# how good is this dog food??



## havin_fun_huntin (Aug 31, 2009)

I used to use ol roy high performance dog food but was WAY unhappy with it. iv just changed to diamond hi performance. so far i think i made a great choice.  does anyone else use this dog food and what have been your results.. also is there maybe a better brand for my hunting dogs??


----------



## nanney1 (Aug 31, 2009)

Well, you've either purchased Diamond Performance 30/20 in the black bag or Diamond Hi-Energy 24/20 in the maroon bag. 

From what I can tell most people who've tried and liked Diamond get good results from either the Performance 30/20 or Premium 26/18 green bag.

With the Hi-Energy, results vary. Some love it while others hate it. 

If it works for your budget, and your dogs look good, digest it well, and have energy for whatever you need them to do, then it is a good choice.


----------



## havin_fun_huntin (Aug 31, 2009)

your right it was hi energy.


----------



## Tpr 325 (Aug 31, 2009)

Any dog food you go to will be better than OlRoy


----------



## Bryan (Aug 31, 2009)

I have no complaints with  D high energy xpet it keeps going up.


----------



## Ga. Black Gold (Aug 31, 2009)

Diamond 24/20.  Cost less than their maintenance formula.  Read between the lines.  The third ingredient is rice bran.  Diamond is paid to take this filler.  No way you can get a good stool.  Not much improvement over Ole Roy!  I know, it was cheap and well it's Diamond.  If your going with them, go with the 26/18.  Better grade of ingredients and yes it will cost more.  Do not go with a 30% protein.  All that will do is make your dog have a heat stroke.


----------



## SouthernBeagles (Aug 31, 2009)

I used Diamond for 10 years. In the early days it was a great food. After a while they became big buiseness and the quality went down hill.

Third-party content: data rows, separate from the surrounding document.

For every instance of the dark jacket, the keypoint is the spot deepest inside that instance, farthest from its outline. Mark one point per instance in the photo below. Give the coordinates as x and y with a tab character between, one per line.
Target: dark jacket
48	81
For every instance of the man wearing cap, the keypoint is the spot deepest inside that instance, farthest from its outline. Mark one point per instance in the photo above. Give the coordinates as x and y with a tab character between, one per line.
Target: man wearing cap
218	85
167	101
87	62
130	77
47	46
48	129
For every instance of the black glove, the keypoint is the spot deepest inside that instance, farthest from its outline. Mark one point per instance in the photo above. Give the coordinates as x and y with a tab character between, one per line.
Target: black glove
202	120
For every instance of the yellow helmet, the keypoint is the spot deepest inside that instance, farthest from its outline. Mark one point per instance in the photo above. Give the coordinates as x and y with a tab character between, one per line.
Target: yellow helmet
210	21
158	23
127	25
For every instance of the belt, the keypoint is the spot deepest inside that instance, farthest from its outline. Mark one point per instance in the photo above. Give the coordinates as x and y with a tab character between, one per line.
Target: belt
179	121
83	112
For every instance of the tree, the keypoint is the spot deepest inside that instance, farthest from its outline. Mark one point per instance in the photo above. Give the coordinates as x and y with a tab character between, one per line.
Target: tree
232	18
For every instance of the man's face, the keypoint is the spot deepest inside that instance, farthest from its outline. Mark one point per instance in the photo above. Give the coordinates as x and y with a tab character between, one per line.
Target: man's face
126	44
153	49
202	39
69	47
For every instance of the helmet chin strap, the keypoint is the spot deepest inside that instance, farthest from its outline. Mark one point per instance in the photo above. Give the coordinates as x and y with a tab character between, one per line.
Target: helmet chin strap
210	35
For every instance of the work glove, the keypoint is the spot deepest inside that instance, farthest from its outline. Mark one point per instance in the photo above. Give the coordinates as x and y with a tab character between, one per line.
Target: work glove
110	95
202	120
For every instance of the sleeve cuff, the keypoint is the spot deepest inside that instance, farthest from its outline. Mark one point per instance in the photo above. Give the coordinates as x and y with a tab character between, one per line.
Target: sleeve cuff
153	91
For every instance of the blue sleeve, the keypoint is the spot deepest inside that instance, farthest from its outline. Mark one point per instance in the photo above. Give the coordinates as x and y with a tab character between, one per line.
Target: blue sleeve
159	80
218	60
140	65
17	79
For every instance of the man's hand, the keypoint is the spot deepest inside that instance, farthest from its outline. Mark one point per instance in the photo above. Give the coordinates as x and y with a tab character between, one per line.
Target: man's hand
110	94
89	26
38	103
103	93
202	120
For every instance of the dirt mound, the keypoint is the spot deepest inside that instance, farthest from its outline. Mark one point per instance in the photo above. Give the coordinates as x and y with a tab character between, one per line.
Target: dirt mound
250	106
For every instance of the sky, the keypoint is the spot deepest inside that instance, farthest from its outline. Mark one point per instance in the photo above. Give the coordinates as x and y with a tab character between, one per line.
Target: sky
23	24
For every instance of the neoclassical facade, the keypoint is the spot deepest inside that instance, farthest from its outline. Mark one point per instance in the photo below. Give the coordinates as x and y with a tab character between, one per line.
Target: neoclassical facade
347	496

I first noticed the hounds were thin. The vets couldn't find anything wrong with them (parisites) and suggested it may be the food. I called Diamond and asked them if they had changed the ingredients and was told "no".

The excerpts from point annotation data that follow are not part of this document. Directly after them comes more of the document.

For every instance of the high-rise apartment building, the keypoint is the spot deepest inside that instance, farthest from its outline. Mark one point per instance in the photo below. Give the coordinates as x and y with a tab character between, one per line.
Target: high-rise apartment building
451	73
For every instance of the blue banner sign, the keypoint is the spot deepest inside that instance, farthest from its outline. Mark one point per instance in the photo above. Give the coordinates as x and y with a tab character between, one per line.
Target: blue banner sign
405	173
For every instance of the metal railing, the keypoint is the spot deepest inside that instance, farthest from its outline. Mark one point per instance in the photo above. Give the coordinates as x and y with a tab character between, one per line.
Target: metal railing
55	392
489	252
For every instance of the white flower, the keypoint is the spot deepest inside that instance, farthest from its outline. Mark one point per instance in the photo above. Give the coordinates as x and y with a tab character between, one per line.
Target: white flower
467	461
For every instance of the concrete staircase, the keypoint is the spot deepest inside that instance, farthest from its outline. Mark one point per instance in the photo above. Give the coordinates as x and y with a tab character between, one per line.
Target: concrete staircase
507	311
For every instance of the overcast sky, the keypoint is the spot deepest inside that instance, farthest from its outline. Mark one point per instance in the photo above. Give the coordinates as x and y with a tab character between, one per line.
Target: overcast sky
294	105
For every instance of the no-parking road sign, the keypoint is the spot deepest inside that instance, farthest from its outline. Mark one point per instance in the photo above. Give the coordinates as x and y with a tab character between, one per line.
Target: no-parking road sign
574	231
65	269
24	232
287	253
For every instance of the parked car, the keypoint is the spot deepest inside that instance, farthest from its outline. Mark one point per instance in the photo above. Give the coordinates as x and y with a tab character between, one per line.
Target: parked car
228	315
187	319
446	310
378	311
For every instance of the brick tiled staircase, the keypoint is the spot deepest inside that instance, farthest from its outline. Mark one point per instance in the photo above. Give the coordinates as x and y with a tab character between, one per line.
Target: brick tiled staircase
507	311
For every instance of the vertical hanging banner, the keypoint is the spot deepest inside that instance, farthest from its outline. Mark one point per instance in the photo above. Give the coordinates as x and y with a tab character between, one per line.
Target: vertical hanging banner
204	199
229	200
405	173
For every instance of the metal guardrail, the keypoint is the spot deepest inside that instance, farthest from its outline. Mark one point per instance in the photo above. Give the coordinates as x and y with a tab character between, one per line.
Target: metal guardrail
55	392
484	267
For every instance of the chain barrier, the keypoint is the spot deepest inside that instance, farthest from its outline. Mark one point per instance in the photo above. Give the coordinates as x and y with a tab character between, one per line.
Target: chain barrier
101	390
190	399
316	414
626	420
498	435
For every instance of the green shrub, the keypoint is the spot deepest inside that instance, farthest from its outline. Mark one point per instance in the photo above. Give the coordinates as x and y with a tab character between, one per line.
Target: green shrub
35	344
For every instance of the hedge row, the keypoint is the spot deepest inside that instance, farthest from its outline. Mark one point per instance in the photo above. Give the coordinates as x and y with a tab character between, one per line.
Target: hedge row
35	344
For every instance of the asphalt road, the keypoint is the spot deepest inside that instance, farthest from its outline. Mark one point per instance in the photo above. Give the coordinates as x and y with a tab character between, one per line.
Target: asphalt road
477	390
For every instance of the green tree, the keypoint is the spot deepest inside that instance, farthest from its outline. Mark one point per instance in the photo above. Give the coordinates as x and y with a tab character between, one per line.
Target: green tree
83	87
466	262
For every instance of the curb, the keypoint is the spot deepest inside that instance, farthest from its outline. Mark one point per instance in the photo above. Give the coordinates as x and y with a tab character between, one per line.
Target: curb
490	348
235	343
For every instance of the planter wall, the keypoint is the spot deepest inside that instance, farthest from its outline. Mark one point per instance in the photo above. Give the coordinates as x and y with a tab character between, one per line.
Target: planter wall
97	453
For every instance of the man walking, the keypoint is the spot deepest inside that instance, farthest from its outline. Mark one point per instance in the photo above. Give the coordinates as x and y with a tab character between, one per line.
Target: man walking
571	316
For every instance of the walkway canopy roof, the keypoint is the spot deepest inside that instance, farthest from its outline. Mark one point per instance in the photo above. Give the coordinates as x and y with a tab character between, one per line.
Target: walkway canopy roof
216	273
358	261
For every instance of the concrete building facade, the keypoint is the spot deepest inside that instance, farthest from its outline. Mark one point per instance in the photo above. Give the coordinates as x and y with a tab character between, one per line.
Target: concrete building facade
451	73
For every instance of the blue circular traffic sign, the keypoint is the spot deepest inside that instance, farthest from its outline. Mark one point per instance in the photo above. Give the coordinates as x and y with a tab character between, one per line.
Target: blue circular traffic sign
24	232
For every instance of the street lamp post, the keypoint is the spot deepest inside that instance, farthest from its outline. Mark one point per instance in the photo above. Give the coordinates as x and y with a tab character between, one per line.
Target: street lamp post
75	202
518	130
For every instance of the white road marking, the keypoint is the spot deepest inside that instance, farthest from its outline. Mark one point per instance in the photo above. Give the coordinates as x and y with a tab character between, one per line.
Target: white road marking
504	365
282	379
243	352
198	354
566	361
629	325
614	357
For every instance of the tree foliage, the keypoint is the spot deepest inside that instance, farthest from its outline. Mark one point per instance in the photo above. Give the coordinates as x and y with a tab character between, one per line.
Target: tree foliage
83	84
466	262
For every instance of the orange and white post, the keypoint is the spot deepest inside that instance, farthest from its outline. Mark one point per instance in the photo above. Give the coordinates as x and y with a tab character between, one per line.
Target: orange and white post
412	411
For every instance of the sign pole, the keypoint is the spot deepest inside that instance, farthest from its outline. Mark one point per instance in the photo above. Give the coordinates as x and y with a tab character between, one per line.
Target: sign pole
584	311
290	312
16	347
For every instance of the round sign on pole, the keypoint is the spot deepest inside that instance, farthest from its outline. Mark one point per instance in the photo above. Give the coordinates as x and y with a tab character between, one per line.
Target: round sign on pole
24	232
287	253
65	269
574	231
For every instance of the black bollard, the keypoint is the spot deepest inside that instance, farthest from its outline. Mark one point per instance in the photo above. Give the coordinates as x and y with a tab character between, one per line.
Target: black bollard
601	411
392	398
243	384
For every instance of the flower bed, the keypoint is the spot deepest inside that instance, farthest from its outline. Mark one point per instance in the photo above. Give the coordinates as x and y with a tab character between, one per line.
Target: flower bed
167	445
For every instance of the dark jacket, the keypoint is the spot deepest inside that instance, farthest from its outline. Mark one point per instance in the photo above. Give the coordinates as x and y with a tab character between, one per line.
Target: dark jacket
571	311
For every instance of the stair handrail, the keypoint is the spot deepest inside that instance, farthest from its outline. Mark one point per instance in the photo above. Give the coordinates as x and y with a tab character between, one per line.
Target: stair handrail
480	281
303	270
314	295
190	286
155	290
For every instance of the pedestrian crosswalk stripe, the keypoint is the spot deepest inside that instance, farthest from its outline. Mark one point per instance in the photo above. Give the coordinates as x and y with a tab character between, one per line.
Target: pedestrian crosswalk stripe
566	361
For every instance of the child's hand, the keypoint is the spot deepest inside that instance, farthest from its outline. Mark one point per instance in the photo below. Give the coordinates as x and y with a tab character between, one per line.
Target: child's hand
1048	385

I decided to try a different food with similar ingredients and protien/ fat levels and went with a Southern States generic feed. The dogs put on weight immediatly.

One year later many dogs across the country died that were fed Diamond from a fungus found in the corn. They didn't change the recipe, they just started using bottom of the barrell cheapest ingredients they could find!! 

I will never feed Diamond again.


----------



## hawgrider1200 (Sep 1, 2009)

I used Diamond with some old coonhounds I used to own. It worked real well. Dogs were very healthy. Then I read about the Diamond feed that was killing hounds, I quit buying their products. They claimed that they unknowingly bought some bad ingredients after first claiming the feed was not killing folk's dogs. I hear that the Black Gold dog food is better.


----------



## havin_fun_huntin (Sep 1, 2009)

*thanks everyone*

thank for the replies .. i think once this bag of food runs low im gonna start swithing my dogs over to black gold in the black bag. does this seem like a wiser choice??


----------



## GSP man (Sep 1, 2009)

Try the  Black Gold plantation blend, I started mine on it about a month ago and I am happy with the results so far.


----------



## Ga. Black Gold (Sep 1, 2009)

Well, yea!  Try this, start with the yellow bag (24/12).  Your dog is not used to a good food.  Let's not shock your dogs system.  First bag yellow, second bag black and then maybe Plantation.  Follow my PM instructions and watch em' go.


----------



## BBD 25 (Sep 1, 2009)

I feed my dog Sports Mix high energy (black bag)! Does anyone have a opinion on that feed!


----------



## SouthernBeagles (Sep 1, 2009)

Black Gold has been inconsistant since Sunshine Mills started making thier product. They were having problems with quality control. They have a new plant under construction and once that is finished and they have control of their product again, I will buy it again.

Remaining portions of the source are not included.